Dad immediately hooted with laughter and appreciation at that declaration. "Oh yes. Have I mentioned that I'm starting to like you more and more these days, Liz?"
"No - and does that mean you didn't like me so much when Max first met me, Mister Evans?"
"Don't call me Mister Evans any more, really. Would 'Phil' be too much to ask for?"
Liz hesitated, and then somebody knocked on the front door. After a silent moment, Mom got up and answered it - and brought Tess and Kyle into the front hall. "Umm, sorry to break up the party," Tess said, "but I needed to talk to, err..."
"Maybe it's about time we tackled the dishes, anyway," Dad said in a low, slightly regretful voice. A lot of dinner had been strained in a way that Mom and Dad had obviously been unable to account for, and things had only just really started to loosen up when the moment had been lost.
"Yeah, thanks Mom," Isabel said when she saw her nod agreement. "Hopefully it'll go better tomorrow, with Alex's welcome home shindig."
"One can only hope," my mother said philosophically. And then Isabel made a quick round of the younger people in attendance, nodding meaningfully at each of us, before leading the way up to her room.
"Okay, here's what happened," she whispered once Kyle had closed the door behind him. "I - I went to another world, Rahlicx. Like the way that Larek comes here. I talked with him briefly, and he's going to try to get back here or send us word some other way. It was probably stupid, and I could have killed some poor girl in the Autarch's palace and ended up a vegetable, but..."

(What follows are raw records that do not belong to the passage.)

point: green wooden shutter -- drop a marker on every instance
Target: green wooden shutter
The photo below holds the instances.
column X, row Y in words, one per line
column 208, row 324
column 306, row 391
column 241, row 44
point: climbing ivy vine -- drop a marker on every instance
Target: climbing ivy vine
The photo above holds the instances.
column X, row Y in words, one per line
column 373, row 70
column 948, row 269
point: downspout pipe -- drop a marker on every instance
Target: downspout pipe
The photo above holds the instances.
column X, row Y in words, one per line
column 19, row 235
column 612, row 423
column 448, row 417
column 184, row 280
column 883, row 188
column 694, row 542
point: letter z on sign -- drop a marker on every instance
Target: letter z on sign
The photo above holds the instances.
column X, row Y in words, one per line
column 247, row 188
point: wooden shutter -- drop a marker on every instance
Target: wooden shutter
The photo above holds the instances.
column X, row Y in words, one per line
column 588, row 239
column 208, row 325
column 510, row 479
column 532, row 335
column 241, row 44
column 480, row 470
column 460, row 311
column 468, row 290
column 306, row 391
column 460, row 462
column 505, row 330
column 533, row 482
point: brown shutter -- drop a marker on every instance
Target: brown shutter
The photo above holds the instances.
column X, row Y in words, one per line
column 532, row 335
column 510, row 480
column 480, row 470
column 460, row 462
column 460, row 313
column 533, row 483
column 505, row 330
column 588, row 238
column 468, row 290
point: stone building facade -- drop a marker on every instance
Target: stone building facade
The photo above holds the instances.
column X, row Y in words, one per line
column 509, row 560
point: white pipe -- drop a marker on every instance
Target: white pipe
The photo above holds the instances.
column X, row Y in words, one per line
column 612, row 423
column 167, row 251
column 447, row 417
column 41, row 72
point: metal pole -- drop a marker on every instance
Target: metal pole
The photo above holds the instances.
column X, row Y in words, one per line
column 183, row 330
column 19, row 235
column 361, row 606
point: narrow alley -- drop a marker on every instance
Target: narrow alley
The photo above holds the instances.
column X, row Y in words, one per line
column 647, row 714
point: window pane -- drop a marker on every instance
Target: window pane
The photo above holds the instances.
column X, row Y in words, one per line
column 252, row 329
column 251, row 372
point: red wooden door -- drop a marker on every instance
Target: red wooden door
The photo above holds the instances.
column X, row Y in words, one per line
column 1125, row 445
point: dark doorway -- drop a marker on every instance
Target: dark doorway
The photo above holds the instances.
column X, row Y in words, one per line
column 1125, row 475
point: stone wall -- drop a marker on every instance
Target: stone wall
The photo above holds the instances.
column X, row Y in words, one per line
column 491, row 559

"I... I'm not sure that 'stupid' quite covers it," I said, shocked. This was the first opportunity that Isabel had had to tell Liz or I what had happened. "Why, why didn't you at least wait tell one of us..."
"I don't really know," Isabel admitted, "unless the exhilaration of putting the pendant back together and figuring out what it was for was affecting my judgment. Probably nobody else should get as deeply into resonance with it as I did, just in case."
"You put the pendant back together?" Kyle asked.
"Yeah, maybe you'd better start at the top, Isabel," Liz suggested.
"One question first," I said. "How did you guys know to come by?" This was directed at Tess and Kyle. "Or was there some other issue you wanted our help with?"
"No, Liz called me, said we'd better come by around eight thirty," Tess said. "And that something had happened to Isabel, but she was okay now."
"Alright, let's see," Isabel said. And she told us the whole story - how she'd been trying to figure out the importance of the pendant, realized the impressive properties it gained when joined together using molecular knitting, and ended up using it to pay a visit to Larek. She went into a lot of details about her experience at the palace, what it was like to have her soul sharing somebody else's body, her conversations with the Court Healer Smeet, and her brief conversation with Larek.
"He's going to get pissed at us soon," Kyle joked. "Bothering him for every little thing."
"The Gandarium trying to wipe out life on Earth was not 'little'," Isabel snapped, not getting the joke. "And this thing - I admit that no worlds hang in the balance, but we've got a decision to make that will affect our entire lives and not enough information about at least one of the choices."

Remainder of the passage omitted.